In a Plain Dealer op-ed, Jim Rokakis described the region's problems with abandoned houses and presented the arguments for a strategic demolition program.

The Cities of Cleveland Heights and East Cleveland will use funds from a mortgage fraud settlement to raze distressed houses and apartments in the North Coventry neighborhood. The properties will remain as greenspace. A Sun News editorial said the effort represents "regional collaboration at its finest".

RTA began studying the feasibility of extending the Red Line rail line or HealthLine BRT line beyond the current terminus in East Cleveland. Its board hired AECOM Technical Services to lead a multi-year study on the potential of extending service to Euclid. RTA is also completing plans for its new Little Italy-University Circle Rapid Station.

University Circle institutions relaunched the Greater Circle Living initiative, a program that provides incentives to employees who make their homes in University Circle and its surrounding neighborhoods. Participants are now eligible for increased financial assistance. The program began in 2008.

Update: University Circle Inc. issued a press release.

Preservation Ohio's annual list of the state's most endangered properties includes two in Cuyahoga County: the Stanley Block in downtown Cleveland and the Warner & Swasey Observatory in East Cleveland.

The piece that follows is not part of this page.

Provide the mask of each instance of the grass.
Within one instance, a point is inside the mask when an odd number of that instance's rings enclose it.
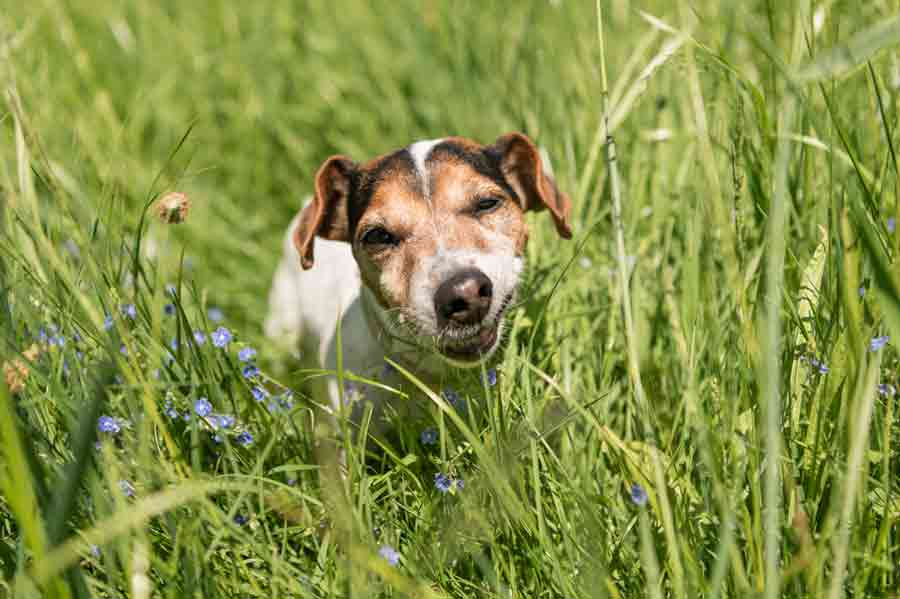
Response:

Both buildings also appeared on last year's list.

At a recent Cleveland Museum of Art panel discussion, leaders from East Cleveland and Fairfax talked about ways that growth in University Circle is improving their communities.

The Ohio EPA declared that the Electrolizing Corporation of Ohio completed brownfield remediation of its 2.25-acre property (PDF) on East 152nd Street in East Cleveland.

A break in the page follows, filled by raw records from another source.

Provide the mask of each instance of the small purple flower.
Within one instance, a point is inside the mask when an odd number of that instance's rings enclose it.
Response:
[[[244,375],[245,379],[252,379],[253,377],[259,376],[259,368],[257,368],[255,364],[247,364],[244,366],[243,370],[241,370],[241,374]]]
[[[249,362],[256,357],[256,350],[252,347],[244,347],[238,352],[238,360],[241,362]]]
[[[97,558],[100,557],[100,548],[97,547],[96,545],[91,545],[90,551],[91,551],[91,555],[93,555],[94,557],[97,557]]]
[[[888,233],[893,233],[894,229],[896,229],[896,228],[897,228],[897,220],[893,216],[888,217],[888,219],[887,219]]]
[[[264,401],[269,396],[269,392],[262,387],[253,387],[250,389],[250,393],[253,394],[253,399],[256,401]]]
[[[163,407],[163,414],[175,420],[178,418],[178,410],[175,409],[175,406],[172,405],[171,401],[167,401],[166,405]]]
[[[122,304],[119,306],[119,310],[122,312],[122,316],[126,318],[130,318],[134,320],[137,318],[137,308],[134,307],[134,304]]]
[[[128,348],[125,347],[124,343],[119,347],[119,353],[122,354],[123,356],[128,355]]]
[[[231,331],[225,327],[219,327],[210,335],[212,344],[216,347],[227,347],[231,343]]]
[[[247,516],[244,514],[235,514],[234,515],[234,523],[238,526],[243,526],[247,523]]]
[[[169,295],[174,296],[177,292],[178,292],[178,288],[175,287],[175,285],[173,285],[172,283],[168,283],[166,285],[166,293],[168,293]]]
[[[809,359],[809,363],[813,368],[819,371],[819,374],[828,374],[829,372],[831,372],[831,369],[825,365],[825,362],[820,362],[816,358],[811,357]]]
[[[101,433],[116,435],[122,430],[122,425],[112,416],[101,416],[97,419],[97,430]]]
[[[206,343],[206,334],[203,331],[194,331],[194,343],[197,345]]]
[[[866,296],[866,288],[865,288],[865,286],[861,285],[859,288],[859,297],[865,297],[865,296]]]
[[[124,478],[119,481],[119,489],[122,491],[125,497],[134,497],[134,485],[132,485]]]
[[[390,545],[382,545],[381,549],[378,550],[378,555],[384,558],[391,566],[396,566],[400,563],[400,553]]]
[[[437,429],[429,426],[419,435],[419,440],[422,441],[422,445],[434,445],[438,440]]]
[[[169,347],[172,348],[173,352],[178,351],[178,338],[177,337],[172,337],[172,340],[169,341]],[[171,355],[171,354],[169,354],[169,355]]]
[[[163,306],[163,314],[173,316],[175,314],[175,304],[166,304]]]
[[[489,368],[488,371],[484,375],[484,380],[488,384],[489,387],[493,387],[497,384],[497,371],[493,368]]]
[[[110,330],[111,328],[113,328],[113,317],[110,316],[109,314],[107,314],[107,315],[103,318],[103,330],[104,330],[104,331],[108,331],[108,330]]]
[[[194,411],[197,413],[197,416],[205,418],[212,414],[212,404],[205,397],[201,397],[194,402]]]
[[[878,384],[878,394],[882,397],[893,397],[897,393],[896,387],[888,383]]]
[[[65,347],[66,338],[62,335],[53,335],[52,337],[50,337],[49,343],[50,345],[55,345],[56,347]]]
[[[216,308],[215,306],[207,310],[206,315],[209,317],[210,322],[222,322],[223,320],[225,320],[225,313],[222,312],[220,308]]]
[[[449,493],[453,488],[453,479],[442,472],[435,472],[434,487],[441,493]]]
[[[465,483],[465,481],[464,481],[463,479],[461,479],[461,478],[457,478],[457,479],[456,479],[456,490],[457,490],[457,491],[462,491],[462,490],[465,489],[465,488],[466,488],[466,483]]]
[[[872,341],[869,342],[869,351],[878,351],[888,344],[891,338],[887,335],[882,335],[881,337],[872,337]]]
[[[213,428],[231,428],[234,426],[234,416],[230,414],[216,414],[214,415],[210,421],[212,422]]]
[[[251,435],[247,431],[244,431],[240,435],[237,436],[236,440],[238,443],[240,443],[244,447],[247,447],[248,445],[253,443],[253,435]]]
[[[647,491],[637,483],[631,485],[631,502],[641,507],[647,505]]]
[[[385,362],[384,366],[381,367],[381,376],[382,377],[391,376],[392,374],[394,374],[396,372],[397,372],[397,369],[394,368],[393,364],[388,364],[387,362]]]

A new paper from Cleveland State University researchers examines conditions in four distressed suburbs of older industrial cities, including East Cleveland. It "includes discussions of lessons learned from the four cities on housing and community development, concentrated poverty, trust in government, anchor institutions, education, local government capacity, regional collaboration, and state programs."

Local officials celebrated the groundbreaking for the Euclid Belmore Building on Euclid Avenue in East Cleveland. The Cuyahoga Metropolitan Housing Authority (PDF) hopes to open the 39-unit senior housing complex in July.

Update: the Land Bank posted video of the event.

The Ohio EPA is considering a request for an Urban Setting Designation (PDF) that would cover all of East Cleveland. If established, it would reduce (PDF) groundwater cleanup requirements under the brownfield remediation process.

On Thursday, the mayors of Orange, Pepper Pike, and Woodmere discussed the potential merger of their communities (along with the Village of Moreland Hills) at a Corporate Club forum. They spoke about their motivations and the potential cost savings.

Update: the Chagrin Solon Sun and Cleveland Jewish News reported on the event. Meanwhile, Jill Miller Zimon interviewed Gary Norton, the mayor of East Cleveland and Beryl Rothschild, the former mayor of University Heights.

On Monday, the Cuyahoga County Juvenile Court opened for business in the new Juvenile Justice Center at East 93rd Street and Quincy Avenue in Cleveland. The $189 million complex's first full day of business will be October 11.

In East Cleveland, the new Cleveland Clinic Stephanie Tubbs Jones Health Center also opened on Monday. The three-floor, 50,000-square-foot facility is on Euclid Avenue adjacent to the former Huron Hospital. The hospital permanently closed on Friday.

The Finch Group and University Circle Inc. plan to build a 20-unit townhouse project on Euclid Avenue in East Cleveland. The $5 million Circle East development near University Circle is being supported with funding from local governments. A Plain Dealer editorial supports the project. Meanwhile, the Cuyahoga County Land Bank is clearing additional land in East Cleveland for potential future redevelopment.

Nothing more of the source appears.